Effective behavior of multiple linear systems

TL;DR

This paper establishes optimal effective bounds for classical theorems on complex algebraic surfaces, improving understanding of linear systems' behavior and providing effective versions of key theorems like Matsusaka's.

Contribution

It provides the first optimal effective bounds for several foundational theorems on complex algebraic surfaces, including an effective Matsusaka's big theorem.

Findings

Derived optimal bounds for Riemann-Roch and vanishing theorems.

Established effective criteria for base-point freeness and k-very ampleness.

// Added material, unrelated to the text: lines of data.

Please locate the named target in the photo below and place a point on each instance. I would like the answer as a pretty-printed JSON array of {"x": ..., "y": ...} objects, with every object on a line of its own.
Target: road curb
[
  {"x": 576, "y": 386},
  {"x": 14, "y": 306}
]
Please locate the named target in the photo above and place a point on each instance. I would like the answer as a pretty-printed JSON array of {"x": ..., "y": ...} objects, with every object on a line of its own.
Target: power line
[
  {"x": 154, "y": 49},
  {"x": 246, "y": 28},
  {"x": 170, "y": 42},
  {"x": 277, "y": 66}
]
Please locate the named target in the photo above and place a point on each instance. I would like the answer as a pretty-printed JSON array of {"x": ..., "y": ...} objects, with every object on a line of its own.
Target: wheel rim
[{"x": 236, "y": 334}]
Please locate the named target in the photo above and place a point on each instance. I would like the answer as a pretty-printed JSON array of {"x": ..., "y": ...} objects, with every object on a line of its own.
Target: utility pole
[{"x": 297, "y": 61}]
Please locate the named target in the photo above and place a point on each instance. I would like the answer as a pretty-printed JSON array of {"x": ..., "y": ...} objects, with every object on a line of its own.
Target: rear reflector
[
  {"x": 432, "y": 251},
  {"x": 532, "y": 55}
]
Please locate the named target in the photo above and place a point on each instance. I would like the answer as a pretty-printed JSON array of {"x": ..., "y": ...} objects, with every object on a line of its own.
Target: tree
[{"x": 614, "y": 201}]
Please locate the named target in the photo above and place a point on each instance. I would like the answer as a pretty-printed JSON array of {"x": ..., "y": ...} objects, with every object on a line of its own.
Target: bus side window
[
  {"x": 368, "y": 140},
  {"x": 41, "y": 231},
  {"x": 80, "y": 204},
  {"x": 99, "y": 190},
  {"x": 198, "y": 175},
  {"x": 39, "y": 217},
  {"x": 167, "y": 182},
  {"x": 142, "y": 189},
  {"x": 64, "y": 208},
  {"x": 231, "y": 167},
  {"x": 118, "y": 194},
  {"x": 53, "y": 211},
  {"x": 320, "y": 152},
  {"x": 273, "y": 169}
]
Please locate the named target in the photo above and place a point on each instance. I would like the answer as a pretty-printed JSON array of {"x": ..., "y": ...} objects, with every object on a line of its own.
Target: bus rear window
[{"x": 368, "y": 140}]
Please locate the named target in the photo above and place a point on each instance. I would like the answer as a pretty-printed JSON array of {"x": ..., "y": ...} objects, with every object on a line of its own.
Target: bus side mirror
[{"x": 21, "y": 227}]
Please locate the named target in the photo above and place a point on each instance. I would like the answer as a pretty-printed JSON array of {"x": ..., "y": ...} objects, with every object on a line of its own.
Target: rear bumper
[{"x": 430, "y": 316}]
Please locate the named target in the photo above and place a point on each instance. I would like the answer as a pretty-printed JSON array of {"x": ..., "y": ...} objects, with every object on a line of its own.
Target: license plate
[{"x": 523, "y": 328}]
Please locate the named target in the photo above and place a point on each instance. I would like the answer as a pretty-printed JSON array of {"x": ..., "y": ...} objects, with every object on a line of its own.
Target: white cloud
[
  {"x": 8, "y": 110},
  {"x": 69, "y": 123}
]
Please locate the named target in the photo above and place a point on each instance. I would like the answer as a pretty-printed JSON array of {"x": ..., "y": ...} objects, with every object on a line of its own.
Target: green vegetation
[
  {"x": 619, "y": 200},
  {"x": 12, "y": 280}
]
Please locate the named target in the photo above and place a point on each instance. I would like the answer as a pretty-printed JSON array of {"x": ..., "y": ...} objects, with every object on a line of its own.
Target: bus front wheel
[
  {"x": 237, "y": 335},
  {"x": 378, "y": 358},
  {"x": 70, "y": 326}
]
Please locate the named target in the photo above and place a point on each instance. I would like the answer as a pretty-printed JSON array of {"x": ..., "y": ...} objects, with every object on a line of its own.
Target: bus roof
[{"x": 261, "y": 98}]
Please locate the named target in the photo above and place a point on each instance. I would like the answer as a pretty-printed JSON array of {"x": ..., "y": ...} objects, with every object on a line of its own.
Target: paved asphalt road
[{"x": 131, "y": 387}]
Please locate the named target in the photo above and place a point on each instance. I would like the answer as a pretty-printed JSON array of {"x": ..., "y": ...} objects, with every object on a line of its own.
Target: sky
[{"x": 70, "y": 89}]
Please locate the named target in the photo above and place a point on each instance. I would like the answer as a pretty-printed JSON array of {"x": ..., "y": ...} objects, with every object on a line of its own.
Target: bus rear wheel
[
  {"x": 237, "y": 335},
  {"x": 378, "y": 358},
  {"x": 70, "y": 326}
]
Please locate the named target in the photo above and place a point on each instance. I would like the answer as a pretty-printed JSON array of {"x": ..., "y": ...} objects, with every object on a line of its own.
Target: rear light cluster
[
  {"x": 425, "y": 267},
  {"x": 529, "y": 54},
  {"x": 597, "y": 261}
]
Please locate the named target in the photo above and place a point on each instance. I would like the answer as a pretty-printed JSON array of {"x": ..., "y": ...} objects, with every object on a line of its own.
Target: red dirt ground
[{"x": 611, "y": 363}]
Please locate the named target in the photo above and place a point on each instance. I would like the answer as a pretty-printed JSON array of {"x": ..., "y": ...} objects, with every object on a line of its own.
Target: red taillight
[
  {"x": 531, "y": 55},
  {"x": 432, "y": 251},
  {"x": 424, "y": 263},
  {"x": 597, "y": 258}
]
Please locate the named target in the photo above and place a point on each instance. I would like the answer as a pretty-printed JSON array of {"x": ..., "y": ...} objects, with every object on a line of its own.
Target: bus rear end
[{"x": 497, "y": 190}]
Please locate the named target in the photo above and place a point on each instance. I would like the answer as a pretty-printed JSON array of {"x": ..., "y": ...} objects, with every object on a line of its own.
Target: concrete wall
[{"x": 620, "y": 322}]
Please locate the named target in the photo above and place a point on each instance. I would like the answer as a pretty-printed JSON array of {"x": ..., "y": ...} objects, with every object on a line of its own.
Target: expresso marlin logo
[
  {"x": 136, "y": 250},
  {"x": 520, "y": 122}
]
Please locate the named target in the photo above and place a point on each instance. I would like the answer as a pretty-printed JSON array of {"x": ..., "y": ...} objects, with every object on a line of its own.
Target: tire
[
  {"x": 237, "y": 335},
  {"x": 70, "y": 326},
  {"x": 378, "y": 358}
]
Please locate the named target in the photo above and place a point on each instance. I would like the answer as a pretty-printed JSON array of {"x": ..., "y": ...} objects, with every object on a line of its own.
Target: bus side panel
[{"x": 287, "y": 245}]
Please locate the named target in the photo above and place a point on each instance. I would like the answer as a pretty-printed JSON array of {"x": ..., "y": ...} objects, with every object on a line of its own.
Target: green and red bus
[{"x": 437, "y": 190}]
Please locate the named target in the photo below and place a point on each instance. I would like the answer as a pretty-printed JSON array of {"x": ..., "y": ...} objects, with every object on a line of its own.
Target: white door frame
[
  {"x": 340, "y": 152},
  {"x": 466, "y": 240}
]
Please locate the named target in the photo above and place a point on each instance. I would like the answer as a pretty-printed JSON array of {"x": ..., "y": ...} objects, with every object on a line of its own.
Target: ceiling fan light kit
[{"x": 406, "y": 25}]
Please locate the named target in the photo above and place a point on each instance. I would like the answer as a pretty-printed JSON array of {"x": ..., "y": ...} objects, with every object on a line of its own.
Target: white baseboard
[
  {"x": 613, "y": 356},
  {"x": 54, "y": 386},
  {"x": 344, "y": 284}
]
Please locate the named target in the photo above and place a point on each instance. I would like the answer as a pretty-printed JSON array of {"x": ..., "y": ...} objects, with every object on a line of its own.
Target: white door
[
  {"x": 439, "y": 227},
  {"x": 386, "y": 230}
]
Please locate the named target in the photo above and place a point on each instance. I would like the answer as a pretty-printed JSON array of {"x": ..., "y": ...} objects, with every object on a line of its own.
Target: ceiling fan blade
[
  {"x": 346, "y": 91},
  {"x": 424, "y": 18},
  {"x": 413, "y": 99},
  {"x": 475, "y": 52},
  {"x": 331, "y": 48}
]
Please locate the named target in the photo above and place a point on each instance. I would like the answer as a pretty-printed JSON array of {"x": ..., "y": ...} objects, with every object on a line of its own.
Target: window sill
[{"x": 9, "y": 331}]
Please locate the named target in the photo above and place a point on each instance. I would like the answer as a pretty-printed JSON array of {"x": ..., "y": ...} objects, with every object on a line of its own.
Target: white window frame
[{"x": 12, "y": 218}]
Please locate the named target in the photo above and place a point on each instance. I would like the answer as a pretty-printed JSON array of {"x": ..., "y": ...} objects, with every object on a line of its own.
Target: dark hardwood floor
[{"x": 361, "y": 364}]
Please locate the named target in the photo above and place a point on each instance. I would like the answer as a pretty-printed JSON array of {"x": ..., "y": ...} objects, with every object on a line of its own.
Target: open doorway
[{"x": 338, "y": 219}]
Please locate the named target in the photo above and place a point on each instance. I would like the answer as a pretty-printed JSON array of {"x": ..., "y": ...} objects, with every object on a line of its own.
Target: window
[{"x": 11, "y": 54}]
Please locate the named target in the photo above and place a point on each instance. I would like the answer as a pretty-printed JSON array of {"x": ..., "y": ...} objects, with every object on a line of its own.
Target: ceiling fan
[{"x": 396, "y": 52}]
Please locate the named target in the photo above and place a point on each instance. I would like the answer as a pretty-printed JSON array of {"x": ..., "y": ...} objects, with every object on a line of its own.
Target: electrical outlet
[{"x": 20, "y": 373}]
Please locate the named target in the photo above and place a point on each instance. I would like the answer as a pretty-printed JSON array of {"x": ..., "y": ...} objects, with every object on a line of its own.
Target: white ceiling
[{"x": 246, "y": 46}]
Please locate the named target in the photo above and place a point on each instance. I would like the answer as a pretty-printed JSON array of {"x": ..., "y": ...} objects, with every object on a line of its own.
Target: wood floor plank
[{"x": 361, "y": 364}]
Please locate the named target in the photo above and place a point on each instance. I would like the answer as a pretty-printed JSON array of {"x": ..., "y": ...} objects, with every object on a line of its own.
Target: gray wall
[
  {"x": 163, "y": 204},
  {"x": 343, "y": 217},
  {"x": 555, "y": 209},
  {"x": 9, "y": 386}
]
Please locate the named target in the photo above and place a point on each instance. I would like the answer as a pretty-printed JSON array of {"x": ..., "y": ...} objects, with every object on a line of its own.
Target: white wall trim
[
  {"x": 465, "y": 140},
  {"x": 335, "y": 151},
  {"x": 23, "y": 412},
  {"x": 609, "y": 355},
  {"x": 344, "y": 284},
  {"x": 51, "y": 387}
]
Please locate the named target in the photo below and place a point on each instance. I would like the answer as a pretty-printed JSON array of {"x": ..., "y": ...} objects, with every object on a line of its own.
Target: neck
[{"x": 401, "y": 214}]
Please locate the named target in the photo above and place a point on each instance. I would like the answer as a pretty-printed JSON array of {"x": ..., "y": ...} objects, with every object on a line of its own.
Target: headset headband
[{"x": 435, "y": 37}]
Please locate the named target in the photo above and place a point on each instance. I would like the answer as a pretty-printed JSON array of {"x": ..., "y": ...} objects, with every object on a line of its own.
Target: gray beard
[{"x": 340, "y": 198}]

Provided examples demonstrating the bounds are sharp.

Abstract

We give optimal effective bounds for some well-known theorems on complex algebraic surfaces, which are respectively due to Serre, Zariski (1962), Castelnuovo (1897), Artin (1962, 1966), Benveniste (1984), Cutkosky and Srinivas (1993). These theorems are about Riemann-Roch problem (on the behavior of the function dim |nD| of n), vanishing theorems, base-point freeness and k-very ampleness of the linear systems |nD| and |nA+L|, where D is effective, A is nef and big and L is arbitrary. As a consequence, we obtain an effective version of Matsusaka's big theorem, and we give also examples to show that our bound is the best possible one.